We are all global Jews now

"We are all global Jews now"

August 14, 2008 23:00

By

David Shneer

8 min read

There is no such thing as a ‘diaspora Jew' or ‘Israeli Jew' any more


As a professor of Jewish Studies, I keep up on global Jewish affairs. Lately, I have been struck by the number of stories about Jewish life thriving in places that might seem surprising: a new Jewish radio station and cultural centre in Madrid, Indian Jews leaving Israel to go back to India, hip underground Jewish clubs in Moscow.

At the same time, study after study comes out documenting how American Jews in particular, and global Jewry in general, are becoming less connected to Israel and see antisemitism as a less central aspect of their Jewish identity. What is going on?

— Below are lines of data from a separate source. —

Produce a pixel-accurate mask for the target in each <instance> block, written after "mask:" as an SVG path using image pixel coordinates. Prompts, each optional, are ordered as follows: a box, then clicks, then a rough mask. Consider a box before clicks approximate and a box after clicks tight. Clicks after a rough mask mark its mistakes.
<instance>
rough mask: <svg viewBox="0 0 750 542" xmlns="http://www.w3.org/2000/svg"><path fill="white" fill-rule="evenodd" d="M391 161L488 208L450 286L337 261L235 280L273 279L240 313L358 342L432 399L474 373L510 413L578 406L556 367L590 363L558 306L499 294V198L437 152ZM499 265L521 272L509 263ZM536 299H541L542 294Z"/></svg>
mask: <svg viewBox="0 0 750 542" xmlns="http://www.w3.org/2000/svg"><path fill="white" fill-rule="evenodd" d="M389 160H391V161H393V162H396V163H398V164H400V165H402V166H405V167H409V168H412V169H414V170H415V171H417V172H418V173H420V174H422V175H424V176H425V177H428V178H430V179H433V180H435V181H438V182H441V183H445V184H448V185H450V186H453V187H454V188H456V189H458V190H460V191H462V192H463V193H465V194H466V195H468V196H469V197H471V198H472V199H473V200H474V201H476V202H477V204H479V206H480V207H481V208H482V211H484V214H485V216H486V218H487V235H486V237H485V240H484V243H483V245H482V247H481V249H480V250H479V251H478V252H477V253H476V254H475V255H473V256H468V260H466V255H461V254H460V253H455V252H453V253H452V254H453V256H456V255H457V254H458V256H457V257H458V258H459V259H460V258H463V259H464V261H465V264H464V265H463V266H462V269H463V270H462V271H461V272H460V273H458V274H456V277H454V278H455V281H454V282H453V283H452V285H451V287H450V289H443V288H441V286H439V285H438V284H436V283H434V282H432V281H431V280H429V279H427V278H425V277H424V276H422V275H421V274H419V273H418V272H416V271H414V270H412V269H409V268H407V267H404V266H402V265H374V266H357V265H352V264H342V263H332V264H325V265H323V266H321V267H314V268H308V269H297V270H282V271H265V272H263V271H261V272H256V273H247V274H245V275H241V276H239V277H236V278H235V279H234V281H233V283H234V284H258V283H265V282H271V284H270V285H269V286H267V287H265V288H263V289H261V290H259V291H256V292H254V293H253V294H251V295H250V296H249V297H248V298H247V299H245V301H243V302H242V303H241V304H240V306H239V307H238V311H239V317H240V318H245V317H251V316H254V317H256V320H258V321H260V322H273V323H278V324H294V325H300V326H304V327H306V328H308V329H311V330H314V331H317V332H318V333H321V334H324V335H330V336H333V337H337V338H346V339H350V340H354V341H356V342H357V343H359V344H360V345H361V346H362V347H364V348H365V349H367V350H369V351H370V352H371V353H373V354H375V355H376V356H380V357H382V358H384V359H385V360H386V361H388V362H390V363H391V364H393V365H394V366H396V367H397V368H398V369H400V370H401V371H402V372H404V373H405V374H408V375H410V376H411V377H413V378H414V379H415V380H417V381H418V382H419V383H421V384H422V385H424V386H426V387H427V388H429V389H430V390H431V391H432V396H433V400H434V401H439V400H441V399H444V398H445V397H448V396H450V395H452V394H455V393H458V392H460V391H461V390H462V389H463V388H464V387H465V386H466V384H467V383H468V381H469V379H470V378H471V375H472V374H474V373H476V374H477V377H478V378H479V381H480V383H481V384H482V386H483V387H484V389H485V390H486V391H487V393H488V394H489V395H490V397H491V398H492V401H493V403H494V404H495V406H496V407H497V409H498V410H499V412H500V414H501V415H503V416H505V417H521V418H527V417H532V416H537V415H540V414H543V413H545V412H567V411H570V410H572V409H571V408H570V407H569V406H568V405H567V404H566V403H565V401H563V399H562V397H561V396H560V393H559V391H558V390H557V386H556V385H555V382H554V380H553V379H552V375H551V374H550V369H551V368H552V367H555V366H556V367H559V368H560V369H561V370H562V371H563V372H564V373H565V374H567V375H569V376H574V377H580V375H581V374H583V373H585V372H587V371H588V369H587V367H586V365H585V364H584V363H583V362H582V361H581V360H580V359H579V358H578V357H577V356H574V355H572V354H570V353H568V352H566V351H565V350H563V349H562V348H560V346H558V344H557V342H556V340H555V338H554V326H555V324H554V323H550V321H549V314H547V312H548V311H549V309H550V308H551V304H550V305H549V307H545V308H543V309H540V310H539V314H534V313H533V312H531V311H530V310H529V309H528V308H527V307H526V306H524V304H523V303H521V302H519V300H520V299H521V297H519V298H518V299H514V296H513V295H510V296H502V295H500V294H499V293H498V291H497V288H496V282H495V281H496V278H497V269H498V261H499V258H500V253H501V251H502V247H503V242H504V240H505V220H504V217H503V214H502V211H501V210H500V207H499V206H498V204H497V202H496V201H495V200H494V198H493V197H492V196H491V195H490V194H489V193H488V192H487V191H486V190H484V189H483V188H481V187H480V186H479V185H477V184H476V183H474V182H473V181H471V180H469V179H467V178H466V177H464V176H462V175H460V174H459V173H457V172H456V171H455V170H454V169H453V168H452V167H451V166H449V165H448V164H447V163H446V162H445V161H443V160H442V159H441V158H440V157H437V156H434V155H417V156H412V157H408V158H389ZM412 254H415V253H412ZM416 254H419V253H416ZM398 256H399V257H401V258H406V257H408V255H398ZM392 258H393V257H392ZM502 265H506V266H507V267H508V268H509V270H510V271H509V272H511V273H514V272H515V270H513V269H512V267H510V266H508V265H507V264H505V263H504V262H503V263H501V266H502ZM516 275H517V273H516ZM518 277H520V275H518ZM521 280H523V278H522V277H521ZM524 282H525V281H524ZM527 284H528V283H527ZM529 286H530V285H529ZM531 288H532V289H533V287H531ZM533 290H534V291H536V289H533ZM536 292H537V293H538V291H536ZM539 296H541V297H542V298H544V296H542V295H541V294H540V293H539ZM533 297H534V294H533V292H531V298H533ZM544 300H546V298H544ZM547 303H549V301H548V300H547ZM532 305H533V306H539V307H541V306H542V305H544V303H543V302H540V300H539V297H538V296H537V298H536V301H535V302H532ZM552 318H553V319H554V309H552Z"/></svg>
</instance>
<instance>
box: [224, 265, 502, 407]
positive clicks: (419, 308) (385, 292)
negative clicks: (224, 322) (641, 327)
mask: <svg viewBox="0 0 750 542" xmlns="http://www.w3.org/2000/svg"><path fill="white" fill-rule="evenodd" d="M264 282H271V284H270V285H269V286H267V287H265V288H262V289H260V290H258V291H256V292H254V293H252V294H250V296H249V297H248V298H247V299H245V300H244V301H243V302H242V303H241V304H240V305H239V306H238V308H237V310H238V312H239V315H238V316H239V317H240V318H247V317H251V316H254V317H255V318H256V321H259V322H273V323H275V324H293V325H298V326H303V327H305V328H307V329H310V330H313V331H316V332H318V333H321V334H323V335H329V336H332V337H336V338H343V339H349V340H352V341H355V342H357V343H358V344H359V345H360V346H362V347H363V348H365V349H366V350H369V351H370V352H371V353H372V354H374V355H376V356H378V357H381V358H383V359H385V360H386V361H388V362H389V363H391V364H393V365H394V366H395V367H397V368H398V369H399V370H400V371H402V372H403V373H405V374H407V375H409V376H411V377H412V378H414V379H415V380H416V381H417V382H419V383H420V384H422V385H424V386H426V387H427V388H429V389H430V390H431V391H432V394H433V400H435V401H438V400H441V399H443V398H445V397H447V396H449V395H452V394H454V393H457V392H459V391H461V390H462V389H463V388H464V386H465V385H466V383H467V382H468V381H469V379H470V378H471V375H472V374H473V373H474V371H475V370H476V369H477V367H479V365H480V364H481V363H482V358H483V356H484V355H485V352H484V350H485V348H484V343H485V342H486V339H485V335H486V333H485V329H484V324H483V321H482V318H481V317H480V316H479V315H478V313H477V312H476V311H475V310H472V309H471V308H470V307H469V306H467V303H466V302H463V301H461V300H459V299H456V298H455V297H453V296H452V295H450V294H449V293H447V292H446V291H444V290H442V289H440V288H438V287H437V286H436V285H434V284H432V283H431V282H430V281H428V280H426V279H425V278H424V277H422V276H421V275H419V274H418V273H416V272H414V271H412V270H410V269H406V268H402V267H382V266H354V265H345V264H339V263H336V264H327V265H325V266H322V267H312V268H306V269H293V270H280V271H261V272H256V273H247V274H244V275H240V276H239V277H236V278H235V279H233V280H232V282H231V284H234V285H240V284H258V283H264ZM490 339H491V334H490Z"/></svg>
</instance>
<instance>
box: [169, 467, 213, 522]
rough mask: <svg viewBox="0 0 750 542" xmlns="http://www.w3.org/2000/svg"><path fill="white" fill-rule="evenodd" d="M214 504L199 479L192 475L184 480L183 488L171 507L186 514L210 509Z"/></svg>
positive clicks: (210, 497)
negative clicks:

For 60 years, diaspora and Israeli Jews have organised themselves around the notion that the state of Israel - as opposed to the metaphoric Zion about which Jews have been yearning for return for thousands of years - is the centre of the Jewish people. Everything and everyone else is something we have called "the diaspora," an idea suggesting displacement, dispersion, and the inability to lead a full Jewish life.

In the past 10 years, as my colleague Caryn Aviv and I write about in our book New Jews: The End of the Jewish Diaspora, we have entered a new post-assimilationist, post-Soviet, post-Zionist world in which individual Jewish identity has come to rival collective Jewish peoplehood, and a map of many Jewish homes is replacing the Israel-diaspora model.